St. Peter’s College in Mountain Road was officially opened by Bishop Liston on 29 January, 1939. A week later 183 students across Forms I-IV began their tuition under the guidance of five Christian Brothers. Today the school’s role has grown to over 1200 boys. To accommodate such numbers, much has changed in the school grounds since 1939. Reeves Road, which ran past the front of the school has long gone; the far-field, or Cage, became part of the school grounds in 1959 and now sports artificial turf; a motorway appeared in the late mid-60’s; the netball and tennis courts (a favourite venue for sportsmen and smokers alike!) have been replaced by a state-of-the-art gym; Boston Road Railway Station is now known as Grafton Station and even the school is now geographically placed in Grafton rather than Epsom; the house names for the college’s sporting events – Bodkin, Nolan, Treacy, Lynch (in honour of four Christian Brothers who left Ireland for Australia in 1868) – remain but have been joined by O’Driscoll and Rice. The Christian Brothers no longer feature on the teaching staff but the names of many who served the school remain vivid in the memories of Old Boys as do those of a multitude of lay-teachers.

St Peters College 1985

Aerial view of the school which appeared in the 1985 school magazine. Photo taken by Paul Doherty.

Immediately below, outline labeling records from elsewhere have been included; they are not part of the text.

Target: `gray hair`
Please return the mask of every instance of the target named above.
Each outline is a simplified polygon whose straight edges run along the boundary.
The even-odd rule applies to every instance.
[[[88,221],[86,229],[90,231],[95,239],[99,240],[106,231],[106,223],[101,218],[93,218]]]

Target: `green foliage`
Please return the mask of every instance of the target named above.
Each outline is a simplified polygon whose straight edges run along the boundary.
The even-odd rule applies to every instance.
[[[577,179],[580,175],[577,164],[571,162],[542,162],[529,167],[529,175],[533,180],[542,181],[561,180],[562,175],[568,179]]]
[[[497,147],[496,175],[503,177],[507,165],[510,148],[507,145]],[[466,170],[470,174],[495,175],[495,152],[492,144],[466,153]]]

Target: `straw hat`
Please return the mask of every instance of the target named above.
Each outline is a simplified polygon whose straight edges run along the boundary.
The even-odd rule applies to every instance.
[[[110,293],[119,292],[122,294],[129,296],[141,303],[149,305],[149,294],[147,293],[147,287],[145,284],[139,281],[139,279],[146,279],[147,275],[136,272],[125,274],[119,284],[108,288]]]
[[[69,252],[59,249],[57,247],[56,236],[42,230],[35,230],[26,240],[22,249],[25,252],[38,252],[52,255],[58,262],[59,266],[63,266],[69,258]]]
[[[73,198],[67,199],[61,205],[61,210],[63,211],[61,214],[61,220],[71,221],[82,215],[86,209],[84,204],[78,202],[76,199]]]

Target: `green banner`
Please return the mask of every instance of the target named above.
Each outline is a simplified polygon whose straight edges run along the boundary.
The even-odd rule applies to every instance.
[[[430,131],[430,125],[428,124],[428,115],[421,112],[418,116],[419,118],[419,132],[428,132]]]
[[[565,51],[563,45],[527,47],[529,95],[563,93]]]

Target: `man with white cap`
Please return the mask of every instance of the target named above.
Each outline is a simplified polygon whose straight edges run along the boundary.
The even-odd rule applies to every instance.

One thing that hasn’t changed is the fraternity between those who grew from boys in long shorts (or short longs) to become Peter’s Men. From the earliest days of the school magazine, the activities and achievements of Old Boys have been noted but with the numbers of Old Boys now in their thousands, it is hard to keep track of everyone! There have been several incarnations of an Old Boys Association but in 2012 such an Association finally became a modern legal entity. One of the aims of the Association is to be a bridge between those men and their families who have passed through the school gates, present-day pupils and future students of the college.